China relaxes intercity travel restrictions by removing indication of Covid-19 risk on digital passes

  • The ‘Big Data Itinerary Card’ will no longer show whether a traveller has recently been to a city with Covid-19 cases
  • The change, which is expected to ease domestic travel, has led to a surge in flight ticket inquiries, local media reported

China will no longer indicate in its digital travel passes whether a person has recently visited cities with high risk of Covid-19 exposure, lifting a major hurdle for domestic travel as Beijing moves to relax its virus control policies to help its ailing economy.

The asterisk symbol, which had appeared in the “Big Data Itinerary Card” of anyone who had travelled to cities with Covid-19 cases in the previous 14 days, will now be removed to facilitate intercity movement, the Ministry of Industry and Information Technology said in a statement on Wednesday afternoon.

The change means that residents in cities such as Shanghai – the Chinese financial hub that emerged from a strict two-month lockdown just weeks ago – can theoretically travel to other Chinese municipalities without potentially being put under quarantine.

The topic immediately became the top trending search term on microblogging site Weibo, drawing more than 280 million views. Some internet users, however, said they remain sceptical of the near-term prospects of travelling because local authorities have varying enforcement policies.

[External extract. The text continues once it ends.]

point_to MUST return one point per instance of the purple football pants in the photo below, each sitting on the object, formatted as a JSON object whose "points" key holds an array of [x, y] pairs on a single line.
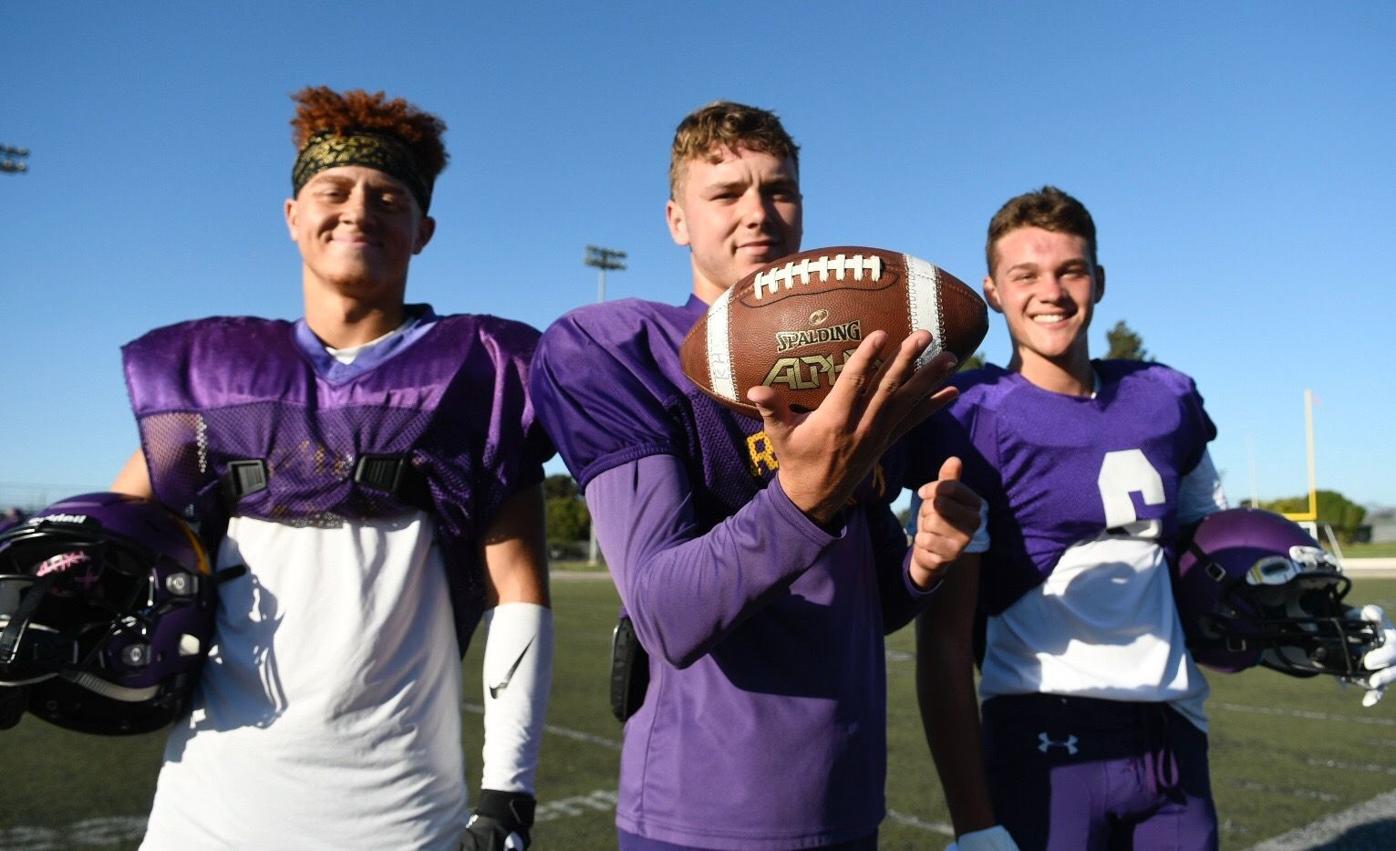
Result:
{"points": [[1086, 774], [631, 841]]}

Pedestrians walk along a road in Shanghai on Wednesday, nearly a month after a citywide lockdown was lifted. Photo: Bloomberg

Despite the uncertainties, search volume for flight tickets on travel booking site Qunar surged 60 per cent within 30 minutes after the MIIT’s announcement, while those for hotels and train tickets more than doubled, according to an article published by local channel Shanghai Television on social media platform WeChat.

The statement from MIIT, the government body responsible for the operation of travel cards, comes as China gradually eases its Covid-related restrictions, including border controls.

On Tuesday, national health authorities said inbound travellers to mainland China now only have to spend seven days at a government-run quarantine facility, followed by three days in home isolation – a major relaxation from the previous requirement of 14 days’ quarantine and seven days’ home isolation.

Still, China appears committed to maintaining other stringent control measures, such as repeated mass testing and snap lockdowns whenever sporadic cases are found.

China’s digital travel pass system, which was rolled out in February 2020 along with the health code system to track people’s movement by following their mobile phone signals, also remains in place.
President Xi Jinping has said that China will continue its dynamic-zero policy, which is the “most economic and effective” response, and China can continue with it until “the final victory” against the pandemic is won.